Evasione fiscale e investimenti esteri: due facce della stessa medaglia

Calano gli investimenti di aziende estere in Italia.

di Alessandra M., redazione Investireoggi.it, pubblicato il
Calano gli investimenti di aziende estere in Italia.

Quando si parla di evasione fiscale è frequente che il fenomeno riguardi i piccoli imprenditori o le persone fisiche titolari di partita iva. Tuttavia il fenomeno, soprattutto negli ultimi tempi, non  esclude dai controlli e verifiche le imprese di grandi dimensioni e le multinazionali. Basti pensare che negli ultimi tempi  la lente del fisco ha riguardato la Bosch, Jpmorgan, Goldman Sachs,Asus ed altre grosse multinazionali mondiali. I controlli sebbene non abbiano avuto, in alcuni casi, il risalto mediatico necessario risultano molto proficui per l’agenzia delle entrate. Tuttavia, secondo alcuni, le particolari attenzioni che l’amministrazione finanziaria ha posto nei confronti dei grandi gruppi internazionali non avrebbero molti effetti benefici soprattutto per quanto riguarda l’attrattiva delle multinazionali ad investire nel nostro paese. Infatti guardando al trend degli investimenti effettuati appare davvero sorprendente che negli ultimi due anni nel nostro paese i flussi degli investimenti in entrata abbiano rallentato del 53 per cento a dispetto di un meno 7 per cento fatto registrare dalla media dei paesi UE.

 

INVESTIMENTI ESTERI IN ITALIA: UN CALO INESORABILE

Ad allontanare dal nostro paese gli investimenti  esteri sono soprattutto le notevoli incertezze che gravitano attorno al diritto tributario.  Il basso livello di certezza delle norme tributarie non è sicuramente una novità nel nostro ordinamento ma negli ultimi anni tale livello è cresciuto anche a causa dell’internazionalizzazione e la crescente complessità delle norme che abbracciano anche direttive sovranazionali. Tra i problemi che maggiormente interessano le grandi azioni vi sono:

  • Le operazioni intercompany ( acquisto e vendite tra un’0azienda con sede in Italia ed un’altra sede dello stesso gruppo con base all’estero);
  • Operazioni con paesi black list,  e cioè transazioni con aziende che si trovano in paradisi fiscali, dove i controlli sono molto blandi.
  • Stabile organizzazione occulta, operazioni nelle quali la realtà imprenditoriale è nascosta.

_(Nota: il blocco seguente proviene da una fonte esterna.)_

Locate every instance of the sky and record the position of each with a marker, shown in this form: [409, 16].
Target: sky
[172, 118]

Inoltre insieme alla contestazione tributaria l’amministrazione finanziaria ha anche il compito di verificare se vi siano risvolti penali, circostanza che si verifica nei primi due casi se la violazione supera i 2 milioni di euro, nel terzo caso anche per poche decine di migliaia di euro visto che trattasi di una variante dell’omessa dichiarazione.

Tuttavia i controlli alle aziende che fatturano oltre 100 milioni di euro pagano visto l’intensificazione dei controlli ed il gettito recuperato.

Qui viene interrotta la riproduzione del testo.